One place she went to oftener than to any other. It was the long walk outside the gardens with the walls round them. There were bare flower-beds on either side of it and against the walls ivy grew thickly. There was one part of the wall where the creeping dark green leaves were more bushy than elsewhere.

“Where is that secret garden?” she said to herself.

She ran up the walk to the green door. Then she ran down the path through the other door and then into the orchard.

She walked round and looked closely at the side of the orchard wall, but there was no door in it. Then she ran through the kitchen-gardens again and out into the walk outside the long ivy-covered wall. She walked to the end of it and looked at it, but there was no door; and then she walked to the other end, looking again, but there was no door.

“It’s very queer,” she said. “Ben Weatherstaff said there was no door and there is no door.

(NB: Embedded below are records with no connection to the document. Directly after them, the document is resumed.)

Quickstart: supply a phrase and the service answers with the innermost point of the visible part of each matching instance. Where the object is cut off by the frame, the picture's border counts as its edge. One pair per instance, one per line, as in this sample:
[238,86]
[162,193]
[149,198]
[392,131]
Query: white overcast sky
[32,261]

But Mr. Craven buried the key.”

She stayed out of doors nearly all day, and when she sat down to her supper at night she felt hungry and drowsy and comfortable.

“Why did Mr. Craven hate the garden?” she asked Martha.

“Do you think about that garden?” said Martha.

“Why did he hate it?” Mary persisted.

“Mrs. Medlock says it’s not to be talked about[14 - it’s not to be talked about – это не тема для разговоров]. There are lots of things in this place not to be talked over. That’s Mr. Craven’s order. Listen. It was Mrs. Craven’s garden and she loved it very much. They were planting flowers together. And nobody came into that garden. Mr. Craven and his wife shut the door and stayed there hours and hours, reading and talking. And there was an old tree with a branch. She liked to sit on that branch. But one day when she was sitting there, the branch broke and she fell on the ground and was hurt. Then she died. That’s why he hates it. No one goes there, and he doesn’t let anyone talk about it.”

Mary did not ask any more questions. She looked at the red fire and listened to the wind. But as she was listening to the wind she began to listen to something else. It was a curious sound-a child was crying somewhere. But Mary was sure this sound was inside the house, not outside it. It was far away, but it was inside. She turned round and looked at Martha.

“Do you hear anyone crying?” she said.